Hacker News new | ask | show | jobs
by currymj 2363 days ago
I would argue most machine learning papers that use public datasets have code available and are often also reproduced independently (sometimes just because of somebody's need to port between PyTorch/TensorFlow). Reproducibility is still a big problem in reinforcement learning, however.

People are definitely thinking carefully about issues of noise and quantization error. Low-precision or quantized neural networks are increasingly popular at both train and test time. And people deliberately introduce noise into neural networks for various reasons (dropout, robustness certificates) and then have to think about the effect on performance.
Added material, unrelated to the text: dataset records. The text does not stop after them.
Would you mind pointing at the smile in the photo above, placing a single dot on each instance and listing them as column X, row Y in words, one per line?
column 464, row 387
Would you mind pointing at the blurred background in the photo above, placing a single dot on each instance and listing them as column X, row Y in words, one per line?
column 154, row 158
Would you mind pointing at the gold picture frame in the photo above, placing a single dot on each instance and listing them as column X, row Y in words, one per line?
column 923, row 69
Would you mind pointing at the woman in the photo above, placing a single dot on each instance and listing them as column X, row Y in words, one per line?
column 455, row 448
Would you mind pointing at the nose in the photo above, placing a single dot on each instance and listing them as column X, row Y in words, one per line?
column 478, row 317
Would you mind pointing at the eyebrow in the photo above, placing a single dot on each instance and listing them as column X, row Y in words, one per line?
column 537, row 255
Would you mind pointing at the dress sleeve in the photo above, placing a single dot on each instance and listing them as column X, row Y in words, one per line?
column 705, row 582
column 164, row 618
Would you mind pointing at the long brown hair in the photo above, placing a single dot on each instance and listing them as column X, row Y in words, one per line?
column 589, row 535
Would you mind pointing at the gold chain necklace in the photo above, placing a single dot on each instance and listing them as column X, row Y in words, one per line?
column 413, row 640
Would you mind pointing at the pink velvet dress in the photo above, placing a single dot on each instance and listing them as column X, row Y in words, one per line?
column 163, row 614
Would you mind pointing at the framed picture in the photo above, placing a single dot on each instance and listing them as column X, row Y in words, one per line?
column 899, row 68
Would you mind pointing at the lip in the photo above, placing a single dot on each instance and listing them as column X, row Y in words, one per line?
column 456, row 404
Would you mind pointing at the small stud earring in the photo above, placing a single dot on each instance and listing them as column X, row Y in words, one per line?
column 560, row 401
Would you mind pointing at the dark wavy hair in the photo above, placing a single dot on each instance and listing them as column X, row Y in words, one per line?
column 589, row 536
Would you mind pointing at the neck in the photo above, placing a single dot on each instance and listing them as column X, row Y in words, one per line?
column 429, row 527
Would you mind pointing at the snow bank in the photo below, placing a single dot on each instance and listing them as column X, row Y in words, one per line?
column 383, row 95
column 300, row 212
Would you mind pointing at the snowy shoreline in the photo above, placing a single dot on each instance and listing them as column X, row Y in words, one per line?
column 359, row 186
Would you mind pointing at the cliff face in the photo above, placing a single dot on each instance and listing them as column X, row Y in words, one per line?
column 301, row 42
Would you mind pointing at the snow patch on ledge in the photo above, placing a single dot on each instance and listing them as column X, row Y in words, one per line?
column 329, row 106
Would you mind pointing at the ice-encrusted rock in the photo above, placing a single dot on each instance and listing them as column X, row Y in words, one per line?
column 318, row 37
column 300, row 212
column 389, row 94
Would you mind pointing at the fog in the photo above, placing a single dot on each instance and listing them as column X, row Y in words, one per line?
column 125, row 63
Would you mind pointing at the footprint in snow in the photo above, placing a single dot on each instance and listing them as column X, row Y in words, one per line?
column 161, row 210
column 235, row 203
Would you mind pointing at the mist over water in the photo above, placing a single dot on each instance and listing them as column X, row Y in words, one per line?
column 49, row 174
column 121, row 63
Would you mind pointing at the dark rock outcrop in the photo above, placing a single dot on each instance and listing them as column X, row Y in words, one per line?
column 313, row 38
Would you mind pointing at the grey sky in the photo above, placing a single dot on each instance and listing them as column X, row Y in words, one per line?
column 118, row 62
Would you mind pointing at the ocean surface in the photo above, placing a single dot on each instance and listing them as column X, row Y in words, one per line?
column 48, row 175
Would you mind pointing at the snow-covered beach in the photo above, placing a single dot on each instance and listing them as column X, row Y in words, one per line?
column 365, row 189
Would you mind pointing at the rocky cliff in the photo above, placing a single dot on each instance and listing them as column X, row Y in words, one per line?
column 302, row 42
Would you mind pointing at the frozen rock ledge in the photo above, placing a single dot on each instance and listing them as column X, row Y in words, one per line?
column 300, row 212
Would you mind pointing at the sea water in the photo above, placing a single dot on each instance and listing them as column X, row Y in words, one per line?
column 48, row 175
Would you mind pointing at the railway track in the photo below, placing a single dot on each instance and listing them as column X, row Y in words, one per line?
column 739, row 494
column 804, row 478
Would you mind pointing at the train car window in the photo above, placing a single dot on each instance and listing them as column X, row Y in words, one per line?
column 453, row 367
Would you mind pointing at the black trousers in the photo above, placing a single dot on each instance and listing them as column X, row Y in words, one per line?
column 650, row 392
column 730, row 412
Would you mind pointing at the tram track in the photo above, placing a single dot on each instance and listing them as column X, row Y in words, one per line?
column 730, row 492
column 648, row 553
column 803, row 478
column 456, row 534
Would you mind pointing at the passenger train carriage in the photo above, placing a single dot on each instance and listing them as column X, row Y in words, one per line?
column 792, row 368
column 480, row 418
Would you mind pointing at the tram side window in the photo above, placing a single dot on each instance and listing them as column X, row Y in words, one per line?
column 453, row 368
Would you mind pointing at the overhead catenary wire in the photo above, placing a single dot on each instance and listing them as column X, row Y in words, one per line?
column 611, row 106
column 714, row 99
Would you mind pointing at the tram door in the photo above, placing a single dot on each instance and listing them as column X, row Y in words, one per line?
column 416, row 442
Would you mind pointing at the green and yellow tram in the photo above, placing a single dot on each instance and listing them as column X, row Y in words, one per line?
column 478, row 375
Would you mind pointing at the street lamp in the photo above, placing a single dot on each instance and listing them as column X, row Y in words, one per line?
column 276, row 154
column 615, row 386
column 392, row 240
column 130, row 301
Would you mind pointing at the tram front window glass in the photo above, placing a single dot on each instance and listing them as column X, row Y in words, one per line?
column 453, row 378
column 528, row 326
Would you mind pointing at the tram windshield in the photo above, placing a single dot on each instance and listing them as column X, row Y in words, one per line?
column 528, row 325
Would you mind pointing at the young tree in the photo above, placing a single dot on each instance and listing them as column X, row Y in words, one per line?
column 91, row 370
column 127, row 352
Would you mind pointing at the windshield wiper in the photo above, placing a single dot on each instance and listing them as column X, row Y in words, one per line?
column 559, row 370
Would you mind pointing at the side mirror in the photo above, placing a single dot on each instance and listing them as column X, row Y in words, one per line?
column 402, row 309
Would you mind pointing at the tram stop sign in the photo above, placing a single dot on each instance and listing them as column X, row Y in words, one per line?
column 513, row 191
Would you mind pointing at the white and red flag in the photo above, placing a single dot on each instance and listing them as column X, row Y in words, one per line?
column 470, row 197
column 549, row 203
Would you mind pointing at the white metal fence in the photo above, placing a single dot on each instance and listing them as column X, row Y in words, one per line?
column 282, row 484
Typically things are quite reproducible in these situations btw, for a given noise distribution.

Re: canonicalization, the theoretical work on "neural tangent kernels" might be relevant.

1 comments

>I would argue most machine learning papers that use public datasets have code available and are often also reproduced independently

lol have you ever tried? i have several github issues on published models because i couldn't recreate that have responses like "i don't remember the parameters i used and we've moved on".

i’ve only run into stuff like that trying to get RL agents to train. Maybe GANs and other “hard to train” models are bad too idk. But generally things do actually seem to be reproducible.
>Maybe GANs and other “hard to train” models

yes GANs are definitely one of the places i've run into this but also with almost bog-standard resnets i've had issues.